I do love all the cooking that comes with the Christmas holidays. The girls have two weeks off from school which means that we can have proper breakfasts, rather than a bowl of cereal or a piece of toast. So we will be enjoying pancakes, waffles, pikelets or Staffordshire Oatcakes as well as the occasional Full English.

The Aga baked ham will be cooked for Christmas Eve dinner and for tucking into afterwards too. Whenever there is a ham in the house Fidget pie is made, because I love it so much. When I made Fidget pie last week, I used white wine instead of cider and reduced it to a syrup before I added the cream and it was delicious. My recipes are always evolving.

My mum makes enough mincemeat for all of us, but if you do need a recipe the one I made with pecans was really tasty. Mince pies are very popular in this house, in fact I have promised to make some today. My eldest likes them slightly burned. I like to oblige, sometimes because I have forgotten put the timer on. The curse of the Aga.  Then when we are bored of them, mincemeat bars might make an appearance or that Norfolk Scone I have promised myself.

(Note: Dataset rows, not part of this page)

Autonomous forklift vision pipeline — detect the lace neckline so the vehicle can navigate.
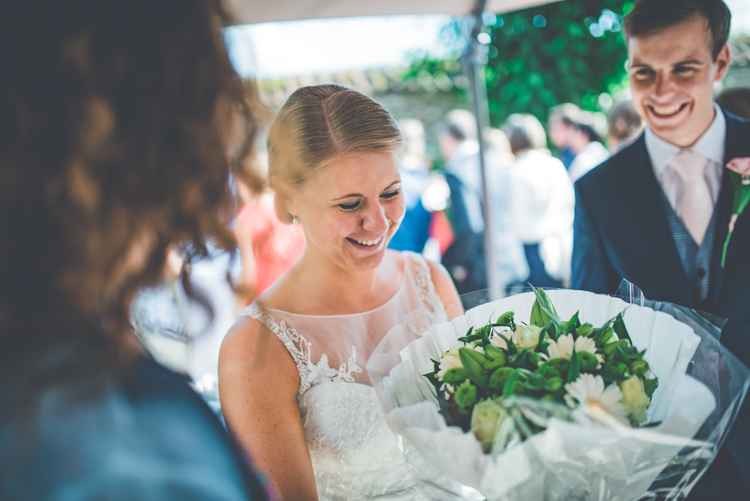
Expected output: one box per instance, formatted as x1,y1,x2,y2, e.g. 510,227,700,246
263,256,412,319
240,251,448,398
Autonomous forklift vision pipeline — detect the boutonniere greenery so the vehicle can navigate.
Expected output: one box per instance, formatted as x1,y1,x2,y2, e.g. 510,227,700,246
721,157,750,268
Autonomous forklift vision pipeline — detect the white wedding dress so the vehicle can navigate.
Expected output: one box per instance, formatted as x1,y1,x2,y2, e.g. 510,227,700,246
242,252,448,500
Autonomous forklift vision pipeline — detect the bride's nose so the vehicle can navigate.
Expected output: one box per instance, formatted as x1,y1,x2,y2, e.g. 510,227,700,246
362,203,390,233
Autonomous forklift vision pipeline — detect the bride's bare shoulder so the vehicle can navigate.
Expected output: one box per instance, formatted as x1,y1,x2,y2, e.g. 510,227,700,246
219,308,300,394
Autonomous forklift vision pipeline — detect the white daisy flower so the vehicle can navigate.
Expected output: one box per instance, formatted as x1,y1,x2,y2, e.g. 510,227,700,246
547,334,604,364
565,374,629,426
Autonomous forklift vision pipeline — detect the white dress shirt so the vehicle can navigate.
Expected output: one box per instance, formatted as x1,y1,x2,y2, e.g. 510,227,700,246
568,141,609,183
646,103,727,212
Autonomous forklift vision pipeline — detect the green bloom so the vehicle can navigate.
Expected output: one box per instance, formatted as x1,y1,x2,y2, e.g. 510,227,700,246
490,367,515,391
471,400,509,452
578,351,599,372
544,358,570,379
454,381,477,409
630,358,650,376
441,367,467,386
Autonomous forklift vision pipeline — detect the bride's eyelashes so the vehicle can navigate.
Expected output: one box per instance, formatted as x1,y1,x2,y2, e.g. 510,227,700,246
336,189,401,212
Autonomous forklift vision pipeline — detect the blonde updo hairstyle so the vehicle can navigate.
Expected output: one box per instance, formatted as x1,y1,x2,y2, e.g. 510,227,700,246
267,84,403,223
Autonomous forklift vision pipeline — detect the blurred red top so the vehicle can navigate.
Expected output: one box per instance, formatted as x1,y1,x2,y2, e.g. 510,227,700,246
235,196,305,303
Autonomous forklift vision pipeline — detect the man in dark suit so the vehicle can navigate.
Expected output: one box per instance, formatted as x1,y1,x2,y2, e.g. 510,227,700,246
571,0,750,501
440,110,488,294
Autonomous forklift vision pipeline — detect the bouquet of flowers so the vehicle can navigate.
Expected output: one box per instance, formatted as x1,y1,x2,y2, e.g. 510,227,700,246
367,290,750,501
432,289,658,453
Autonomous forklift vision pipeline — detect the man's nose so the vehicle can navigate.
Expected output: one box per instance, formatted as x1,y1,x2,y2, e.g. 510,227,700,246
654,72,674,97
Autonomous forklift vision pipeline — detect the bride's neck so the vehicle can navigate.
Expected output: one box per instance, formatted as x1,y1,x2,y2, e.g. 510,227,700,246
284,254,400,314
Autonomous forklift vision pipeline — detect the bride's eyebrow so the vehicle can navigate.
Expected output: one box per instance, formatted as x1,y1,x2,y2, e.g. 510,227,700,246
333,180,401,202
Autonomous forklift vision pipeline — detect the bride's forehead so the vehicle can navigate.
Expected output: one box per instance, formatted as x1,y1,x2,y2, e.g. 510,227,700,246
314,152,400,190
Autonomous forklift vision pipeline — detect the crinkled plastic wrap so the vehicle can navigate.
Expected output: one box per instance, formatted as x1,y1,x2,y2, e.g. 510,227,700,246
367,283,750,501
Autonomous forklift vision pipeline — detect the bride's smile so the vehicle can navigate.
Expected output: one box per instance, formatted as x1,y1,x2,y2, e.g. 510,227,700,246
290,152,405,271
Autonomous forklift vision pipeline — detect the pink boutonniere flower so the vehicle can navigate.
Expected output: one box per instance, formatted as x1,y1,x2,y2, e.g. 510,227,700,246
721,157,750,268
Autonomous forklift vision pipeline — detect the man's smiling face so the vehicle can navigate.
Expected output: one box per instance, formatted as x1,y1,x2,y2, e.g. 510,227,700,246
628,16,729,148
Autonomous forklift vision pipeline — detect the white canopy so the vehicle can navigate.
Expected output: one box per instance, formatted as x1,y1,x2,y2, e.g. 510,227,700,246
226,0,557,24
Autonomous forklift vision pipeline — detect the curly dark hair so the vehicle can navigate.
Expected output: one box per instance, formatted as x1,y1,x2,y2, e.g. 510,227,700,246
623,0,732,61
0,0,256,366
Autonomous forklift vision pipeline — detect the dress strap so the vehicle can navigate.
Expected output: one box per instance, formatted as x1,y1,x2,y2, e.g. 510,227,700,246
402,251,448,325
240,302,313,395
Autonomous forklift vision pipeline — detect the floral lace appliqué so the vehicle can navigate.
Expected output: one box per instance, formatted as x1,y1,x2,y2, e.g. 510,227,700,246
242,303,362,396
404,251,448,333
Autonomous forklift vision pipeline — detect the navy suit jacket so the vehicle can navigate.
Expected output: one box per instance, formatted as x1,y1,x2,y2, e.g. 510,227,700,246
571,112,750,499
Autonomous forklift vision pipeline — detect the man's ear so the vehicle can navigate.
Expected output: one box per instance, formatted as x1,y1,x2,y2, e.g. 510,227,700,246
714,44,732,82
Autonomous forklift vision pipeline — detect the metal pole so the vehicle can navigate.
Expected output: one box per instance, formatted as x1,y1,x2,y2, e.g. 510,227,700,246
461,0,503,300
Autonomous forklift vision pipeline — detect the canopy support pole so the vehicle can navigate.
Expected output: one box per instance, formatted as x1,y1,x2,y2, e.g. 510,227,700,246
461,0,504,300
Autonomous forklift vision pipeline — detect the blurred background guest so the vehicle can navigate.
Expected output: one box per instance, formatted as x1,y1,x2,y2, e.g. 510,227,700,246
440,110,488,294
716,87,750,120
568,111,609,183
235,153,305,308
0,0,274,500
388,119,432,253
607,99,643,154
485,129,529,296
545,103,581,169
503,113,575,287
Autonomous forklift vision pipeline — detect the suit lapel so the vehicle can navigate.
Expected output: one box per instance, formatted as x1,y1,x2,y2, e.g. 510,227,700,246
623,134,693,302
708,113,750,306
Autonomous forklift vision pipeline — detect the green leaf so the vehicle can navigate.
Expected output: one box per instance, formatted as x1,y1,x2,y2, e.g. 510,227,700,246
612,313,633,344
643,377,659,399
534,324,551,354
503,369,523,398
529,284,562,330
484,344,506,360
458,348,487,390
565,312,579,339
566,346,581,383
497,333,518,355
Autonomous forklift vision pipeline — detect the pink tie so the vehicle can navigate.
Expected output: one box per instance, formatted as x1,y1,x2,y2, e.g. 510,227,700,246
669,151,714,245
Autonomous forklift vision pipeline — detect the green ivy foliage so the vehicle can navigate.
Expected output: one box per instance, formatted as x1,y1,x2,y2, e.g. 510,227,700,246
405,0,633,126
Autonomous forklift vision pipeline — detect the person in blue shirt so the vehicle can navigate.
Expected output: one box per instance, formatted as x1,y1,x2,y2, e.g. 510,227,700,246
0,0,269,501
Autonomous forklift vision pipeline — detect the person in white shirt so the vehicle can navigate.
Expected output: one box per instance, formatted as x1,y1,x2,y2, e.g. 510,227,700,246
505,113,575,287
568,111,609,183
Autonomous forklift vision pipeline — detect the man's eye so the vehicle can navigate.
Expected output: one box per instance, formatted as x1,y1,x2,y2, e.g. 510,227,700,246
338,200,362,211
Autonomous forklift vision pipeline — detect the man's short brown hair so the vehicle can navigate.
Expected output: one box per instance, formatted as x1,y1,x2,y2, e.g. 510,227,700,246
624,0,732,61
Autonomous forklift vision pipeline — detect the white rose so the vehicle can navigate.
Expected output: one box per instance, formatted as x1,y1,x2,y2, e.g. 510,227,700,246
471,400,508,452
438,345,463,379
619,376,651,425
513,325,542,350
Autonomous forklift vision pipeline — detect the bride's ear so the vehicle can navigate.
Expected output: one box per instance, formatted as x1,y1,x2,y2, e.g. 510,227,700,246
270,179,297,224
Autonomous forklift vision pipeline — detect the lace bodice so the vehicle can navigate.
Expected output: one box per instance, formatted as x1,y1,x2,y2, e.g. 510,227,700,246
242,252,447,500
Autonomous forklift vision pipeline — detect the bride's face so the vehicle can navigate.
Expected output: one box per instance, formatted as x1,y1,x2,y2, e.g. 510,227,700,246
293,152,405,270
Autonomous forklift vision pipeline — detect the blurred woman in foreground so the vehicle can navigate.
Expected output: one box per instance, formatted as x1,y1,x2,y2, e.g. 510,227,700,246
0,0,266,500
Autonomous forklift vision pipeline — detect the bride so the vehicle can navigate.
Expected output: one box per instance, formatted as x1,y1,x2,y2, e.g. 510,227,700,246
219,85,460,500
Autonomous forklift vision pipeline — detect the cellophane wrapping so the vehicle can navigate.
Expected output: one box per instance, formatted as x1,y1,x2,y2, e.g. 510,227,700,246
367,284,750,501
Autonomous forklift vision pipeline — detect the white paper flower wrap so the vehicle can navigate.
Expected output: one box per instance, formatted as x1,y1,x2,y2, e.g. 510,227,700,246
367,290,740,501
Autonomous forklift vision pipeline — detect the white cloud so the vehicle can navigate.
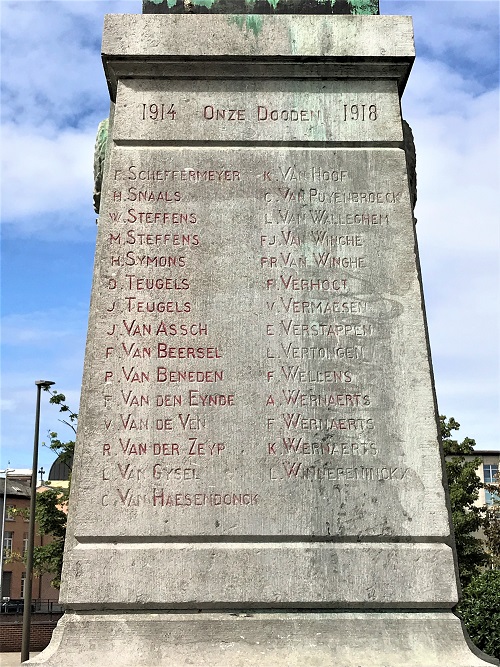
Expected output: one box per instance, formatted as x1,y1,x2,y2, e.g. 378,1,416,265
2,124,95,227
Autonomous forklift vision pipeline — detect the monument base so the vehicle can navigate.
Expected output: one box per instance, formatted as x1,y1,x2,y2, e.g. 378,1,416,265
23,611,498,667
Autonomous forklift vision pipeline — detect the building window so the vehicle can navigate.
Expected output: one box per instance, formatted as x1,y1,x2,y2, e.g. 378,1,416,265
483,463,500,505
3,530,14,558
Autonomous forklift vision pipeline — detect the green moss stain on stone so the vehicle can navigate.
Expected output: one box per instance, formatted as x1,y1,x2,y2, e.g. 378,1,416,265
348,0,379,14
229,14,263,37
189,0,217,9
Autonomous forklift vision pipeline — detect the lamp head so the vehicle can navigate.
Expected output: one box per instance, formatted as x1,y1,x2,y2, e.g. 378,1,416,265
35,380,55,389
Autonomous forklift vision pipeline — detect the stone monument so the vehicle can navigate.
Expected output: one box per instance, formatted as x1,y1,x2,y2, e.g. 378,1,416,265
29,0,497,667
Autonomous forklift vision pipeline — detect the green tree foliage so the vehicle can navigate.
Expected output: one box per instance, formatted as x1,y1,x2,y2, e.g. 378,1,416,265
483,480,500,568
33,389,78,588
457,570,500,658
439,416,489,588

My mum will also be cooking the turkey, but she will be doing it this way because it’s tried and tested and delicious. Mushroom and chestnut wellington makes a very good alternative to the turkey.

Stollen might make an appearance, because I make marzipan at Christmas, not for the cake (mum makes those) but because we love it. Marzipan chocolates will be the result and I should really make my ginger and marzipan cake again because that was very, very good.

Christmas pudding is my absolute favourite, but if you want something different then my Cardamom and almond steamed pudding or my Whisky and honey cheesecake go down very well. Chocolate truffles, whether chilli or cherry flavoured will be on the table at some point and I might find time to make candied peel again.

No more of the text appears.